Finding a Cheap Fanless VDPau PCI Video Card
After checking wikipedia’s purevideo page, I started to look up chipset and see if any manufacturer had put a gpu with complete acceleration for MPEG-1, MPEG-2, MPEG-4 Part 2 (a.k.a. MPEG-4 ASP), VC-1/WMV9 and H.264 onto a pci card, made it fanless, and sold it for cheap. There was really only one card I could find. The Zotac ZT-40605-10L fit the bill. Total cost was around $60 after rebate and decodes full 1080p with minimal use of system resources. It supports 4th generation vdpau and while I may have the option to use pci-express in a future build, I will almost certainly have an open pci slot. There were some concerns that 512mb of video ram might be insufficient, but I haven’t run into this problem.
Cheap PCI OTA HDTV Capture
Before the nationwide conversion to OTA HD, I loved hauppage capture cards for how easy they were to install so I was hesitant to stray away at first. The PCI requirement was, again, a difficult one. I ended up finding a dvico fusion hdtv5 RT Lite on ebay for less than $20 (including shipping). It works great and I couldn’t be happier. I bought a thin, $40, HD antenna and the combination is perfect.

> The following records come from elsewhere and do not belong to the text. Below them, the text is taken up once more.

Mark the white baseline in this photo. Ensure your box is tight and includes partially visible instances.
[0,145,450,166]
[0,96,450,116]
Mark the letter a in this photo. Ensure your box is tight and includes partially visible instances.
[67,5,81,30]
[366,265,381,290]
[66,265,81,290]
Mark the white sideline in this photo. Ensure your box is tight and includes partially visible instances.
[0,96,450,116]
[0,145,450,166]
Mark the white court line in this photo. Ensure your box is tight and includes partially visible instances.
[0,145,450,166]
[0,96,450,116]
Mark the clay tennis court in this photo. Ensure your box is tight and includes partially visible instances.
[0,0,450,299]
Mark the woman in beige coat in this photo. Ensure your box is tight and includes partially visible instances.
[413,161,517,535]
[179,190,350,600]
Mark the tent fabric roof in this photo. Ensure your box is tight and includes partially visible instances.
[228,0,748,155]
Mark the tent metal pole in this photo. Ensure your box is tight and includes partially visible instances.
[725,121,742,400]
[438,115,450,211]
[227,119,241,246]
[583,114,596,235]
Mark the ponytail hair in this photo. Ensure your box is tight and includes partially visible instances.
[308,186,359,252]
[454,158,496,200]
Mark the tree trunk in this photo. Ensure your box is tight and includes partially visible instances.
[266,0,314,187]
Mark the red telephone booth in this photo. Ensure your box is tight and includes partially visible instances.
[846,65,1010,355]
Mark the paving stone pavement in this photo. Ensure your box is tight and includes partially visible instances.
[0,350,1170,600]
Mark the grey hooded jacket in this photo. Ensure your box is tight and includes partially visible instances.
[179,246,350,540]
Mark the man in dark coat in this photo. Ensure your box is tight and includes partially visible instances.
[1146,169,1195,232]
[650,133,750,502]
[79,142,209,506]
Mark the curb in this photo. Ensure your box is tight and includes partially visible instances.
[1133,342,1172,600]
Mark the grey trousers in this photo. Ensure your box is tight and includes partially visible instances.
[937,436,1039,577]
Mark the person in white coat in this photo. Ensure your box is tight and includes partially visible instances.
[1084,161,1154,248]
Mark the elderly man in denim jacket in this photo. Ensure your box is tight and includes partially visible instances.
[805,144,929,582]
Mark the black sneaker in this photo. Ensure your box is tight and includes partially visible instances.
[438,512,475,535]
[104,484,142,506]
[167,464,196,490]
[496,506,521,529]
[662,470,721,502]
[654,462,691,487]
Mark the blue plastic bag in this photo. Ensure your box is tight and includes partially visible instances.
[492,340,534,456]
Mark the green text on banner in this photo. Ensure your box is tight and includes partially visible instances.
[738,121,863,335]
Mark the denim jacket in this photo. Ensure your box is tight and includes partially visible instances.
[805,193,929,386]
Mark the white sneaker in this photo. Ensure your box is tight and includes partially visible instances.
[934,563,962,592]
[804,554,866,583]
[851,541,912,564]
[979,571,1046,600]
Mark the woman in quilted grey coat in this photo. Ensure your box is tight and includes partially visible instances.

Installation was a bit harder than I remember the pvr 250 being from many years ago but it works and I don’t plan on changing to anything else for now. The other benefit of this card is that if you wanted to put two or three of them into a single system, the motherboard wouldn’t cost you an arm and a leg.
Finishing Up
Total cost of the upgrade was about $120 after tuner, video card, and antenna. I had some extra ide hard drives laying around so I created a four drive raid0 array to help with disk io (although I don’t have any benchmark data for that vs single drive). The whole system is sitting in the original ugly black case in my living room and has had me happily skipping through commercials all Olympics long.